POZZUOLI – E’ quasi un mese ormai che Pozzuoli ed altri 71 Comuni metropolitani sono senza autobus. Lo stop è iniziato l’11 settembre scorso in seguito all’ennesimo ritardo del pagamento degli stipendi. La protesta dei lavoratori però è andata avanti anche dopo l’erogazione della retribuzione, avvenuta la scorsa settimana. Sindacati e lavoratori lamentano la mancanza di un piano strategico di investimenti in grado di porre definitivamente fine alla situazione di crisi in cui versa da tempo l’azienda, che ha generato forte preoccupazione e nervosismo per il loro futuro lavorativo. L’incontro di ieri tra le parti, in Prefettura, con oggetto proprio la vertenza CTP, si è però concluso con una fumata nera. Per il momento quindi, lo stop delle corse sembra destinato a continuare.

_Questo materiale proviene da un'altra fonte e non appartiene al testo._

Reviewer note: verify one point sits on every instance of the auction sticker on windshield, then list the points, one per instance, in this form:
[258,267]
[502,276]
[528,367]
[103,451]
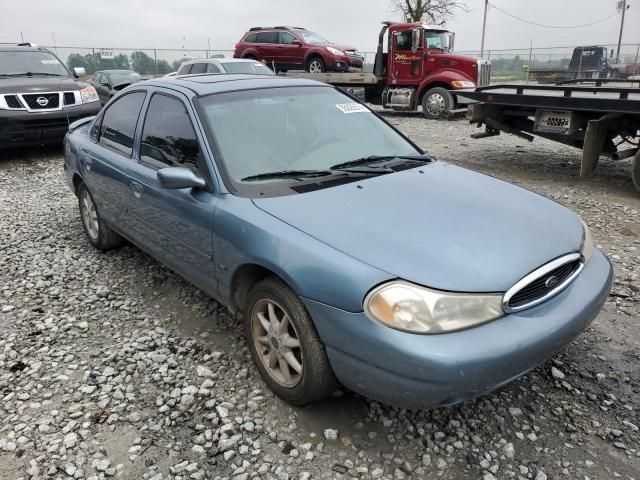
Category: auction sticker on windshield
[352,108]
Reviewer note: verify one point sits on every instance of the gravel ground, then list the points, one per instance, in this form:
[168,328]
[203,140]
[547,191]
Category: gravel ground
[111,365]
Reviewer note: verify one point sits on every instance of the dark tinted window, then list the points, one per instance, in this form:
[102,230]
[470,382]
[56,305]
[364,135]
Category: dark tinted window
[168,138]
[119,122]
[213,68]
[184,69]
[199,68]
[403,41]
[287,38]
[267,37]
[251,38]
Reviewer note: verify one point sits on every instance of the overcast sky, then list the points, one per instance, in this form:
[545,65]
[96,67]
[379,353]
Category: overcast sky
[164,23]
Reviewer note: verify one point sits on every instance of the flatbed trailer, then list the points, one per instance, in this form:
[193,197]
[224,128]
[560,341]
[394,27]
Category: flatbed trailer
[592,115]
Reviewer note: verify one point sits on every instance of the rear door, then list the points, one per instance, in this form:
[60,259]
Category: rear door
[106,162]
[174,225]
[268,46]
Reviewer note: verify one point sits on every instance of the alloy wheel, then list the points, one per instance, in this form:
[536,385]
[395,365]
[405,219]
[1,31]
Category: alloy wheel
[89,215]
[277,343]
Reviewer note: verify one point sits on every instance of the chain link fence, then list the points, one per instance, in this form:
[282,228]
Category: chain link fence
[508,65]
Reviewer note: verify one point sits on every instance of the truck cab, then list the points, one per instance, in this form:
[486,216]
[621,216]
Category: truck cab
[420,68]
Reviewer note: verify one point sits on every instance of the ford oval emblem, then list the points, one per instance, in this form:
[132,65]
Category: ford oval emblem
[551,282]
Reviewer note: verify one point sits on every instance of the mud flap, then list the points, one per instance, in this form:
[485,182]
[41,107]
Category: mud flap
[594,140]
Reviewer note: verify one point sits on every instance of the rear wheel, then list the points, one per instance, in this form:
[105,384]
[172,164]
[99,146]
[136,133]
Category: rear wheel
[315,65]
[284,344]
[99,235]
[635,170]
[437,102]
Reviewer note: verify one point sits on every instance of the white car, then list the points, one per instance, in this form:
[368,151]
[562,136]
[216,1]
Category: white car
[223,65]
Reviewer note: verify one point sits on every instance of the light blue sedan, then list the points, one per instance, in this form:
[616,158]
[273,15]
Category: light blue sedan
[354,257]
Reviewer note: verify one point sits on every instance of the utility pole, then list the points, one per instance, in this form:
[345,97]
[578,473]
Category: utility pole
[484,27]
[621,4]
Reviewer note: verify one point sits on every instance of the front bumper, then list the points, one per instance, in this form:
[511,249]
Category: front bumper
[426,371]
[20,128]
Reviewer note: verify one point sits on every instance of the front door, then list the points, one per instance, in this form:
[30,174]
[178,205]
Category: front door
[107,163]
[176,225]
[406,58]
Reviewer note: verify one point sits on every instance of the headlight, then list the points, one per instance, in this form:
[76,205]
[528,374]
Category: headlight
[463,84]
[335,51]
[587,243]
[88,95]
[405,306]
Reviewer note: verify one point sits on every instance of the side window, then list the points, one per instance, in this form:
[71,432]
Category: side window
[199,68]
[251,38]
[119,122]
[403,41]
[168,137]
[268,37]
[287,38]
[185,69]
[213,68]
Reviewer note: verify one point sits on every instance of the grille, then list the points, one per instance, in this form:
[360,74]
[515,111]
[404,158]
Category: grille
[12,101]
[484,73]
[542,286]
[32,101]
[69,98]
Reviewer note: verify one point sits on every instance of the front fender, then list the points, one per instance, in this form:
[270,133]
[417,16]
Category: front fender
[245,234]
[442,77]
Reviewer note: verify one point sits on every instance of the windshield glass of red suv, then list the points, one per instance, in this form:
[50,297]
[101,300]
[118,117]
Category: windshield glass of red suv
[24,62]
[299,128]
[311,38]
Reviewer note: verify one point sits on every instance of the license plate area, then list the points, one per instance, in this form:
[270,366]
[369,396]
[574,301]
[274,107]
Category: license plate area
[554,121]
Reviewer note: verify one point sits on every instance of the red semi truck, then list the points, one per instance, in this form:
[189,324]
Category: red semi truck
[413,68]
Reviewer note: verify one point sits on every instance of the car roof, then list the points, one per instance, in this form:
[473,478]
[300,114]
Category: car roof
[205,84]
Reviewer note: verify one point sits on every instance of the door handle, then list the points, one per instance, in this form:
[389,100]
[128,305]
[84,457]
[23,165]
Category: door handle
[137,188]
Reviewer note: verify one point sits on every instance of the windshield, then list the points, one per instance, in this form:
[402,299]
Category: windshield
[439,39]
[311,38]
[118,78]
[30,61]
[247,67]
[299,128]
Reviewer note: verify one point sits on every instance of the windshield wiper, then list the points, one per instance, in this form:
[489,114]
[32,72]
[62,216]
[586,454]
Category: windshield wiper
[295,174]
[367,161]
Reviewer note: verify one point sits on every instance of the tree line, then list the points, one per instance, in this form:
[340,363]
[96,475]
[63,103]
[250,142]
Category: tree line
[138,61]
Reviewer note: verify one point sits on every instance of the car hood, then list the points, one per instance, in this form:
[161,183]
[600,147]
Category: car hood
[37,84]
[447,228]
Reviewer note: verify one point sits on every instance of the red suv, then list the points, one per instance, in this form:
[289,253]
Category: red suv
[293,48]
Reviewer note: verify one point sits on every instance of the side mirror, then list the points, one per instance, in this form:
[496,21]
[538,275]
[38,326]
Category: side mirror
[179,177]
[415,40]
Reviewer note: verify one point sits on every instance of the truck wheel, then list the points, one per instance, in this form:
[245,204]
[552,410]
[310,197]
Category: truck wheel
[315,65]
[436,103]
[635,170]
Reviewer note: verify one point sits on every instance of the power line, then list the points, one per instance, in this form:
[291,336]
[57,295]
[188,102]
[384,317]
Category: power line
[552,26]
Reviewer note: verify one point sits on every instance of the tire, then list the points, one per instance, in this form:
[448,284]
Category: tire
[315,65]
[99,235]
[635,171]
[297,344]
[436,103]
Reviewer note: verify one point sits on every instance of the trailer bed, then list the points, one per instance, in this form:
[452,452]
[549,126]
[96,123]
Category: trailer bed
[559,97]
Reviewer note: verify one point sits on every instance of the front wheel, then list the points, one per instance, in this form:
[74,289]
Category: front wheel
[315,65]
[284,344]
[99,235]
[437,102]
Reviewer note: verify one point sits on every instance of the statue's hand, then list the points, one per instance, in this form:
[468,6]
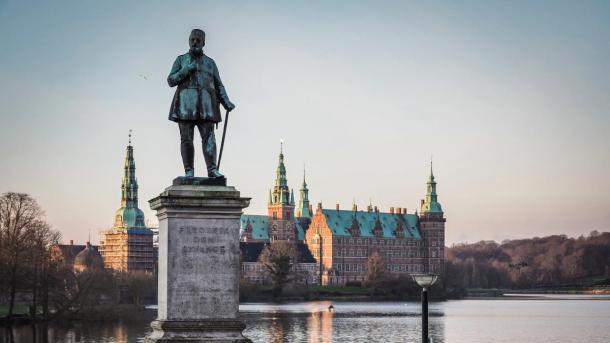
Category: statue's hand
[230,106]
[191,67]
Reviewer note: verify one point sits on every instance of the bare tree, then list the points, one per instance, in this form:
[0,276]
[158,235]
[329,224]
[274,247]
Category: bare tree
[20,218]
[279,259]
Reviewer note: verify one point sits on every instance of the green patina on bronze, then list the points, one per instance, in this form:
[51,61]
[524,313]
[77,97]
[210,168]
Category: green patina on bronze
[199,94]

LA CONFAIL ABBANDONA IL TAVOLO – Dopo ampia discussione, la Faisa Confail Campania ha  abbandonato il tavolo di discussione dichiarando il fallimento delle politiche messe in campo dalla Città Metropolitana e dal Sindaco De Magistris. «Una scena politica già vista – dichiara Domenico Monaco della Segreteria Regionale Faisa Confail, la stessa vissuta personalmente nel 2012 con il fallimento di Eav bus, a differenza però che oggi la politica ha salvato Eav, partendo da uno stato debitorio di 700 milioni di euro ad un attivo attuale di 34 milioni, questo dimostra che quando si ha la volontà di salvare i livelli occupazionali e dare alle aziende una nuova organizzazione gestionale ci si riesce a mettere in campo iniziative risolutive. A differenza della Città Metropolitana che ha dimostrato la totale indifferenza al problema, spostando adesso il tiro sulla Regione Campania.» Il prossimo step è ora un incontro che si terrà in Regione nei prossimi giorni. Intanto, nell’incontro tenutosi a Roma, sempre nella giornata di ieri, tra il Sindaco Luigi De Magistris ed il Vice Presidente del Consiglio Luigi Di Maio, pare si siano aperti degli spiragli positivi sia per le difficoltà finanziarie del Comune di Napoli sia per la vertenza CTP.